The more I thought about it though, the commonality in those greater things is the way in which disciples are formed. And because today is Children’s Sabbath I kept thinking about how just last Sunday we as a congregation promised to “surround Alanna Elizabeth Cole and one another with a community of love and forgiveness,” that she would grow in her service others. We promised to “pray for her, that she would be a true disciple who walks in the way that leads to life.”  Just last week we, you, made a promise to help a child learn not only who Jesus is but also how to follow his teachings. That is a BIG deal. 

This line in our baptismal liturgy is one of two times during worship where we are, as a community, are making a commitment. And in instances of an infant or child baptism, we are living into what Jesus told his disciples in both our readings today: children are welcomed into the presence of Christ because the Kingdom of God belongs to them.

To take serious the commitment we made last week and the commitment you have made in the weeks, months, and years gone by we need to realize that in the Kingdom of God greatness is not measured by committees, meetings, or titles. Jesus flipped everything on its head by saying not only does the Kingdom of God belong to children but in saying this, Jesus revealed to us that we must be adventurous just as children are to fully experience the Kingdom of God. We are to trust God as a child does, eager to see where Jesus is at work in our lives and in our community.

I posed a question to some of my childhood youth group friends on Facebook this week. I asked them, “what was your favorite memory as a child” at Calvary. While each answer was unique, the common thread was “there was a place for me”. 

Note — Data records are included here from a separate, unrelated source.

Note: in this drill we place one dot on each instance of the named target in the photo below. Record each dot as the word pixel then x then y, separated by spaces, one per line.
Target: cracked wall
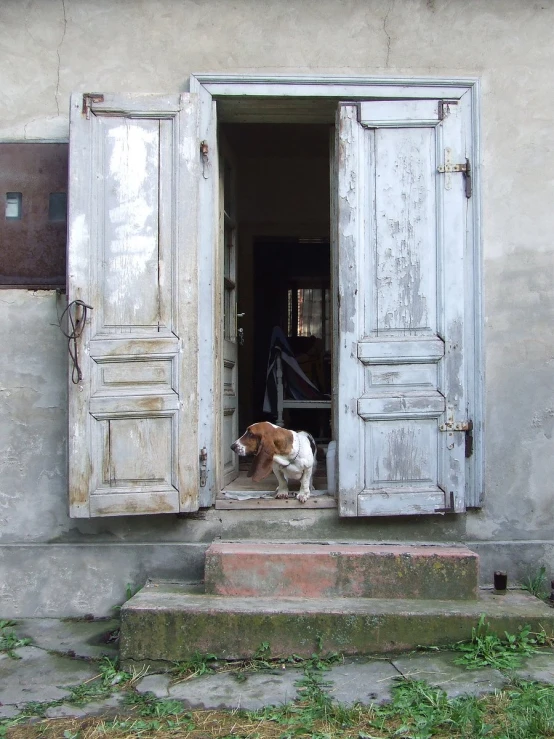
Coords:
pixel 53 566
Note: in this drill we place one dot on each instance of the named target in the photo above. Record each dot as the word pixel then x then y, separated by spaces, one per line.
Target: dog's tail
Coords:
pixel 312 443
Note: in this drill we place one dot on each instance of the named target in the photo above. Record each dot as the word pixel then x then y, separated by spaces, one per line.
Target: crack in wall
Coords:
pixel 57 93
pixel 385 30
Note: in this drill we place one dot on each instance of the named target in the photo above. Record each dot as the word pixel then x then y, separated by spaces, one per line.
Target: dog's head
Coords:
pixel 265 441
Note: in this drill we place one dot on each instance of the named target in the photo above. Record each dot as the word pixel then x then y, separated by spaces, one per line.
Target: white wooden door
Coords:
pixel 402 323
pixel 230 318
pixel 133 446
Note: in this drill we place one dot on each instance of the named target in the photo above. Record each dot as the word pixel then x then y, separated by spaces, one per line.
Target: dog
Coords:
pixel 290 454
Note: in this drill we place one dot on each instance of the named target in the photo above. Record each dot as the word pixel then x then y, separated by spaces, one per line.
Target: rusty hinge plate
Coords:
pixel 461 426
pixel 88 99
pixel 447 509
pixel 203 466
pixel 449 167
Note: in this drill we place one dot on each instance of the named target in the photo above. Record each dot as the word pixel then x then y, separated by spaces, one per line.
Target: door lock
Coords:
pixel 240 331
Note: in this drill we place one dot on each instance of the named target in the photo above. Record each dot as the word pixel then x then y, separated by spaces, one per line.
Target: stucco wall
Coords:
pixel 52 565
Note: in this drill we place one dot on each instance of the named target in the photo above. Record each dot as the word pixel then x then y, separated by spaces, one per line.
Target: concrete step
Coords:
pixel 255 569
pixel 168 622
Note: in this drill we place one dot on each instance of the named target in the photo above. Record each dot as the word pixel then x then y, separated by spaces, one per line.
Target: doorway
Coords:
pixel 280 180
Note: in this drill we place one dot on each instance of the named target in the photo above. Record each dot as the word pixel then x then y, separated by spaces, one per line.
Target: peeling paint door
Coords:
pixel 133 445
pixel 402 400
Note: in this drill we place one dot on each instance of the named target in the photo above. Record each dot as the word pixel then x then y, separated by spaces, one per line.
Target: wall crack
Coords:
pixel 64 22
pixel 386 32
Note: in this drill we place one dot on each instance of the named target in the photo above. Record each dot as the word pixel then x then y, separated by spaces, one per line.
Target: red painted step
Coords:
pixel 252 569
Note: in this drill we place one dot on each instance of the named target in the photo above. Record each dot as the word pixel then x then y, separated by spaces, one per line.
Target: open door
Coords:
pixel 402 314
pixel 230 317
pixel 133 417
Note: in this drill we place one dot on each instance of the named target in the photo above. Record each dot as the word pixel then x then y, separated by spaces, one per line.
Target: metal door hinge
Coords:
pixel 203 466
pixel 447 509
pixel 88 99
pixel 449 167
pixel 204 156
pixel 451 426
pixel 466 427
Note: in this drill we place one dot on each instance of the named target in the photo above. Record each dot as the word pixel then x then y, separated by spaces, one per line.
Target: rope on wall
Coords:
pixel 75 315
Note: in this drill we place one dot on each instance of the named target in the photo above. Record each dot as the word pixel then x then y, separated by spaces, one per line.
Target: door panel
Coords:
pixel 401 309
pixel 132 257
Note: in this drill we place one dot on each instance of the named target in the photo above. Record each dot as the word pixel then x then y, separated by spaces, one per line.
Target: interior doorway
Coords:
pixel 281 290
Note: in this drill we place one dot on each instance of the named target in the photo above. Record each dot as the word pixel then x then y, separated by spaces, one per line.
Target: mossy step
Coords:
pixel 168 622
pixel 341 570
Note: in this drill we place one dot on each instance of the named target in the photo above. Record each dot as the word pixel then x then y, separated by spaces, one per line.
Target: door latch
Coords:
pixel 466 427
pixel 447 509
pixel 203 466
pixel 240 331
pixel 449 167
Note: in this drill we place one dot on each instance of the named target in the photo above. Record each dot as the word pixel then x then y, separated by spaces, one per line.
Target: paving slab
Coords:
pixel 223 690
pixel 539 667
pixel 362 682
pixel 82 638
pixel 38 676
pixel 67 710
pixel 158 685
pixel 440 671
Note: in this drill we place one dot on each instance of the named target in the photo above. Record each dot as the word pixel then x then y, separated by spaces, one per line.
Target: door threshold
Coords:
pixel 228 500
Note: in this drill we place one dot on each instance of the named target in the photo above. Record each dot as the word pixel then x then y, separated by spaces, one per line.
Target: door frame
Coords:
pixel 313 99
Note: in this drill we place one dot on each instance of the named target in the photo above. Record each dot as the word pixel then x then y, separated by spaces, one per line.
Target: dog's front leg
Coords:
pixel 283 488
pixel 305 485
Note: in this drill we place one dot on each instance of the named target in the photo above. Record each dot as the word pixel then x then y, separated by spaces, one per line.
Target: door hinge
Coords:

Children need our help learning who Jesus is and how he changed the world. Each of us has a responsibility to do BIG things in the lives of the children in this community. We need to remind them as often as we can that not only does Jesus love them but that we individually and as a community love them as well.  This means that children, even the preacher’s kid who talks during the sermon, will always be welcome in worship. If we truly believe that liturgy means “the work of the people” then we need to keep all of God’s people in that work. It means we continue to make space for children in the life of the church but also keeping space available to them in the physical building, which we are doing as we look to the coming expansion of the preschool wing. 

The Kingdom of God is open to us now and only available to us through the invitation of Christ. It is not our Kingdom. It is Christ’s, and as such we cannot exclude those who Christ has invited. The greatness of the Kingdom of God has less to with our (adult) actions, and more to do with Jesus’ invitation to those previously excluded, marginalized, and without power. And we as a faith community have the privilege of being invited to participate in Christ’s work in BIG ways. But in the BIG things that we do alongside Christ, we must remember to make space not only for children to be entertained and eat copious amounts of goldfish but also to be actively engaged in the work Christ has calls all of us to do as a community. 

Jesus invited the children to come to him and gave the Kingdom of God to them but he also invites them to join us for the entirety of a worship service, to serve the church on Sunday mornings, to serve their neighbors at community assistance, and to change the world through mission work outside the doors of this building.

The Good News in all of this is that Christ opened the Kingdom of God to everyone, inviting all of us, even those who care barely see over the pew in front of them to be part of the BIG things, the greater, we are invited to do as a community of disciples.